From time to time Mrs. Linklater barely has to raise her head off the pillow to solve advice dilemmas. Her insightful second opinions are like those tasty chocolate sprinkle thingys on frosting. But first, let Prudarama blather on and on with her own feeble attempts. *YAWN*
Dear Prudence,
My brother is engaged to a delightful, bright, attractive woman who does not wear a bra. She has very small breasts, so it's not as if she is falling out of her shirts, but she is always "nippling" (as they say). I don't believe she is trying to be provocative, but after she and my brother leave large social gatherings, there is often talk of the prominent nipple outline she displayed.
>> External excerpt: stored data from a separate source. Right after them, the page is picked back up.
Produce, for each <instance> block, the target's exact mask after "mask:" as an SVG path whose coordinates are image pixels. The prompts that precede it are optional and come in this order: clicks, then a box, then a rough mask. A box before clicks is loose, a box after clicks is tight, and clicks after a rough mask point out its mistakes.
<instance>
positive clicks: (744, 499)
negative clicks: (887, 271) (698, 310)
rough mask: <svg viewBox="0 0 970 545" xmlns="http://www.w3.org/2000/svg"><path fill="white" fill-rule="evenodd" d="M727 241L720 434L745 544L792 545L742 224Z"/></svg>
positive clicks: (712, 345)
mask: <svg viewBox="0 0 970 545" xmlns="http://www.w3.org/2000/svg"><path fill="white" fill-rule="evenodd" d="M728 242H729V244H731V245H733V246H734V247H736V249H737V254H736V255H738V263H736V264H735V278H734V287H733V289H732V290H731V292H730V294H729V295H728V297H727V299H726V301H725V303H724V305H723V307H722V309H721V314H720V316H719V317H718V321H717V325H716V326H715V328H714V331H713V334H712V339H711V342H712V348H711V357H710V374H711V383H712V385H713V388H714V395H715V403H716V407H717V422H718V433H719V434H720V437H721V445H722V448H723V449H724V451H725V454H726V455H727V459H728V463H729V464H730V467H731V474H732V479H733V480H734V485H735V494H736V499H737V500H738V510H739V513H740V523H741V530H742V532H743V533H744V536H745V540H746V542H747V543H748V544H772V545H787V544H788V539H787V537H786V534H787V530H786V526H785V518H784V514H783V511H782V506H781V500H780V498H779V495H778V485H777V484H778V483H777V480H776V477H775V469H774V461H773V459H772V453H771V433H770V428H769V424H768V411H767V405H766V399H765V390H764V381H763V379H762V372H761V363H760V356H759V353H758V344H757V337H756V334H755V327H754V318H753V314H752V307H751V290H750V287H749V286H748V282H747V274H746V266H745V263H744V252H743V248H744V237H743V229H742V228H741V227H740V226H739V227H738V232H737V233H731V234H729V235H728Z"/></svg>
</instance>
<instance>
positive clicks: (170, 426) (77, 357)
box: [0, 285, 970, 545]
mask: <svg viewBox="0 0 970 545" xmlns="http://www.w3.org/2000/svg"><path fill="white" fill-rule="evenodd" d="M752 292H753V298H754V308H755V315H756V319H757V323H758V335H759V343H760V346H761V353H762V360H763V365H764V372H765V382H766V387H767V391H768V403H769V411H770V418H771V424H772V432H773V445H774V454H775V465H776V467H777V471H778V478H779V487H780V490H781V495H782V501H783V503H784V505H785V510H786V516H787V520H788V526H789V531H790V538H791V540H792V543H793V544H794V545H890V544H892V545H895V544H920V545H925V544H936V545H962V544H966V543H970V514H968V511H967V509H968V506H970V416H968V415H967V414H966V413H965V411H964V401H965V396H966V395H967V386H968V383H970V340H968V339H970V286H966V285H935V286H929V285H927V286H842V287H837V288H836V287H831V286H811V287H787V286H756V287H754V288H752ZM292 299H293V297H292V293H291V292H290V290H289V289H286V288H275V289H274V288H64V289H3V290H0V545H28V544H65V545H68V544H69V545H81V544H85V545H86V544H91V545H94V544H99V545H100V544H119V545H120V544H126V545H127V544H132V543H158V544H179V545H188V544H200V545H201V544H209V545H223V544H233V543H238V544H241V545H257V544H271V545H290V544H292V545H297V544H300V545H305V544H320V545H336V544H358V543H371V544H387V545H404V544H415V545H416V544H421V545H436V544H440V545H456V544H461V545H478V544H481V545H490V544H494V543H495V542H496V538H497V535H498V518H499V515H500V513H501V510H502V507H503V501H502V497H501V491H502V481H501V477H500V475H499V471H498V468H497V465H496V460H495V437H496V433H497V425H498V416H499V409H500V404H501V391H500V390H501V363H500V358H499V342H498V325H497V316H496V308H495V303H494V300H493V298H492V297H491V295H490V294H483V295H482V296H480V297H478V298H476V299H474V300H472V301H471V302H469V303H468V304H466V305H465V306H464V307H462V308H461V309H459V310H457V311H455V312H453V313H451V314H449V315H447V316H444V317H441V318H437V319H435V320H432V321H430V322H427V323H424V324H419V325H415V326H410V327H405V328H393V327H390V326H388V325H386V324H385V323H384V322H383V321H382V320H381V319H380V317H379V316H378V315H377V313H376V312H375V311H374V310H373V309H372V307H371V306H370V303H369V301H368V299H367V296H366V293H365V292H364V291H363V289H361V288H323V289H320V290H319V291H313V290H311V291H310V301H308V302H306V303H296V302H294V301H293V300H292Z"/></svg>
This upsets me because a) I truly like her, and don't want people to remember her for her chest area, and b) it can be very distracting when one is talking to her; it makes men uncomfortable to see, and it makes our wives even more uncomfortable for their men to see. In general, I don't feel it's anyone's place to criticize another person's attire, but I wonder if there is a tactful way to send a message that we'd appreciate seeing a bit less of her.
—Getting an Eyeful
Dear Get,
Prudie was surprised by two things in your letter: the new word she learned, and that the letter writer was a man! There really is talk that people have trouble averting their gaze from this woman's shirt? In this day and age of letting it all hang out, fashionwise, it is a little unusual to find that a small-busted woman going braless is a distraction. In any case, if you feel you must try to get this woman into a bra, your best bet would be to tell your brother that he might want to suggest underthings to his fiancee because, as things are now, she makes it difficult for people to maintain eye contact. Be prepared for him to tell you to mind your own business.
—Prudie, figuratively
Okay, Mr. Eyeball full of more than you wanted to look at, [Like we're supposed to believe THAT.] Mrs. Linklater suggests that when confronted by unwanted "nippling" that you simply take off your jacket or sweater, wrap it around the young woman and say, "I can see that you're cold." Or, you could just start out your conversation with "Nice tits. So, how bout them Cubs?" Or you could talk about all the tasty "nibbles" at the party. How much you like to "nibble" before dinner. And how you were thinking about naming a new cracker product, "NIBBLES." Then in the middle of everything accidentally say "Nipple" instead of "Nibble."
Why does Mrs. L think her suggestions won't be well received?
4 comments:
You remind me of George Carlin's old routine about the seven dirty words, and how "tits" is actually a pretty friendly cuss word. It sounds like a snack food. "Want some titties and beer?"
Did someone say Norton's? Artesians? THO's? (tittie-hard-on's) High-beams?
Let the woman be. It's hard to get a good nipple down these days.
Mrs. L. I can`t believe that was a guy letter. Doesn`t sound like anyone I know. Hehehe.
V
"Nice tits".... I love it. Isn't it funny that women's body parts must always be contained because men cannot "help" themselves? I'm a lesbian and I do not ever focus on a women's parts when in conversation... I am listening to her words and looking her in the eye. Why is it that men cannot do that?